Traffic engineers measure the quality of road infrastructures through a Level-of-Service (LOS) assessment that measures traffic flow on an A-F scale, F being the worst rating. Newly designed roads often score an A or B, even during rush hour. However, overtime, LOS ratings tend to drop as roadways reach their capacity. Many of Sarasota’s roadways have a D or F rating during rush hour. Low ranked roads can have serious safety issues, especially to pedestrians and cyclists. Driver stress and road rage increases at lower LOS ratings and many driving maneuvers become riskier.

Cars are often the cause of an accident. Popped tires, breakdowns, weak brake pedals, etc. There are many new car features on the market that have been proven to decrease vehicular accidents. Electronic stability control (ESC) is a newer feature that detects whether a vehicle is exceeding its handling capabilities. If a vehicle were at risk for losing control, the electronic stability control technology would reduce engine power and automatically apply braking power to individual wheels. ESC is only standard on some vehicles and optional in others. Car manufactures are also making vehicles safer for pedestrians in case there is an accident by designing the front-end of a vehicle in a certain way to decrease the force of impact on a pedestrian.

However, drivers are nearly always the primary cause of an accident. Speeding, reckless driving, impaired driving, road rage are all driving risks that the driver can avoid. The most common type of accident in Sarasota County are rear-end collisions. This type of accident is usually caused by a driver who was not paying attention. The most accident-prone intersection in Sarasota County is Center Road at U.S. 41.
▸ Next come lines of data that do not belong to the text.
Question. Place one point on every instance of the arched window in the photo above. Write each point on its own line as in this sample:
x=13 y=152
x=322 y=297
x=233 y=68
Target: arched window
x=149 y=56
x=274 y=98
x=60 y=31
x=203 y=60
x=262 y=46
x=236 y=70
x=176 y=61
Overall, traffic safety is a major concern. Deaths and injuries to drivers, passengers, pedestrians, and cyclists occur too often and can be easily avoided. Traffic engineers and city officials are always working towards improving roadways, car manufacturers are putting a large emphasis on safety features (not only features that protect individuals in case of an accident, but prevent accidents in the first place), and police officers and traffic safety campaigns are being aimed at stopping and preventing bad driving behavior. The life and safety of many residents are tied to transportation safety.